The U.S. Department of Labor Unions proposed the regulation that would restrain free speech. That regulation would constrict an exemption from a reporting requirement under the Labor-Management Reporting and Disclosure Act of 1959. The Act requires employers to report in detail any agreements with or payments to a consultant who undertakes activities to persuade employees on whether or not to organize and bargain collectively. The Act has an exemption providing that reports are not required on account of advice to an employer. For years the Labor Department had interpreted the exemption to cover activities that involved both advice to the employer and persuasion of employees. In June 2011 the Department proposed a regulation, known as “the persuader rule,” changing its interpretation of the exemption so that it covers only services related exclusively to advice. If any part of the service is to persuade employees, directly or indirectly, then the exemption is lost.

The Department received hostile comments on the proposal not only from the Chamber of Commerce, as you might expect, but also from the American Bar Association. The Chamber and the Bar Association said the persuader rule’s new subjective test made the advice exemption meaningless. The Bar Association said that the persuader rule would thwart the will of Congress, conflict with the ABA Model Rule on confidentiality, and undermine both the confidential lawyer-client relationship and employers’ right to counsel.
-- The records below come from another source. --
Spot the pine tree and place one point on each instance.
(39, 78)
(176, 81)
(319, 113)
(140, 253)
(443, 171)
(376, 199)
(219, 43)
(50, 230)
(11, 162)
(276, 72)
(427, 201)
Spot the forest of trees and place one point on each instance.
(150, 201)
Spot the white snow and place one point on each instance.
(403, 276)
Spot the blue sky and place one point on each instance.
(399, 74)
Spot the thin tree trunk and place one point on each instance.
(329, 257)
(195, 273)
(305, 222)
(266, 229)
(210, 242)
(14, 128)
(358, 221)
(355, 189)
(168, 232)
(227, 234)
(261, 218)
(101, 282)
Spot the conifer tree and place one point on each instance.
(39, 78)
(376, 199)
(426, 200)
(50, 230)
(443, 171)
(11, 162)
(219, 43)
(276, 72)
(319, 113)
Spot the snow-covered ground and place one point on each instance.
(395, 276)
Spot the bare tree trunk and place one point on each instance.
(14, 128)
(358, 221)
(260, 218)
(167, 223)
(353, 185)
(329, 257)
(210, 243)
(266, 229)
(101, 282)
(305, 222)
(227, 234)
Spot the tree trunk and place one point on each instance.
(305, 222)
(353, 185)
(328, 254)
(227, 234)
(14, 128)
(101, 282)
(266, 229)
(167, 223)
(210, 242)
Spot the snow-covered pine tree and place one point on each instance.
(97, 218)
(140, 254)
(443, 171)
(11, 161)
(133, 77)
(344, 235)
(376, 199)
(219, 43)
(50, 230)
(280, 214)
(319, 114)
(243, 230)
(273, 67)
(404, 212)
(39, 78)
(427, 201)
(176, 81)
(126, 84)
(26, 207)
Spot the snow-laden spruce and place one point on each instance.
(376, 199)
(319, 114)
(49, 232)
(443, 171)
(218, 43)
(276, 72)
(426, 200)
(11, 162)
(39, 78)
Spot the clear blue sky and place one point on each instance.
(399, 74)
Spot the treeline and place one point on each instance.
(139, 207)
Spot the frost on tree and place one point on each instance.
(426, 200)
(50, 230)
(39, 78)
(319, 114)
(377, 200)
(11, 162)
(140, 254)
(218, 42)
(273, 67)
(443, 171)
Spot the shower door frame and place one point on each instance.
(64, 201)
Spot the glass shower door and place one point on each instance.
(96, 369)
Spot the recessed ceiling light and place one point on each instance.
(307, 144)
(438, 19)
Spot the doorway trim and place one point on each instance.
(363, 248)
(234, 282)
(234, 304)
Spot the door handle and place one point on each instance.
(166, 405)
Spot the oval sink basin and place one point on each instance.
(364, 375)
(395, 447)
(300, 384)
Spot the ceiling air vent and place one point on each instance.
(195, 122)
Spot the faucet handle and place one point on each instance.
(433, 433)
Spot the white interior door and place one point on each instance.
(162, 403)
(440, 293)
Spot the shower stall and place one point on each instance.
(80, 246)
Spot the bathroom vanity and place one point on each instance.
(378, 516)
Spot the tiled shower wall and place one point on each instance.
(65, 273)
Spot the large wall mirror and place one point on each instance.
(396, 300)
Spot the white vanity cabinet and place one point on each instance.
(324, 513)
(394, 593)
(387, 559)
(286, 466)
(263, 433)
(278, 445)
Faced with that opposition, the Labor Department has taken no further action on the persuader rule. The Department may be waiting until after the election. The rule could be part of the unknown, unspoken agenda for a second term.

If the persuader rule ever is adopted, it too should be challenged on constitutional grounds. The Supreme Court has not yet directly addressed whether attorney advice is protected speech and, if so, what level of scrutiny should be given to regulation of it. Renee Knake argues in a recent law review article that attorney advice is protected speech and restraints on attorney advice should be given strict scrutiny. That is, they are unconstitutional unless they are necessary to further a compelling governmental interest and are narrowly tailored to do so using the least restrictive means.

These two latent regulations of the NLRB and the Department of Labor are not “regulations on Wall Street,” as Obama likes to refer to all of his regulations. Wall Street firms, not being labor intensive, would be among the enterprises least burdened by these rules.

The rules are far from the administration’s worst insult to the First Amendment (that prize goes to the suppression of the free exercise of religion by the Department of Health and Human Services), but they are part of a pattern of not allowing the First Amendment, the Recess Clause, the Presentment Clause, the Commerce Clause, or anything else get in the way of the task of suppressing the economy.

With mischief like these regulations in mind, Mitt Romney said at the second debate, “I talk to small business across the country. They say, ‘We feel like we’re under attack from our own government.’” Denying that Obama is hostile to business, Democrats insist that his infamous taunt “You didn’t build that” has to be taken in context. I agree. The context is his presidency.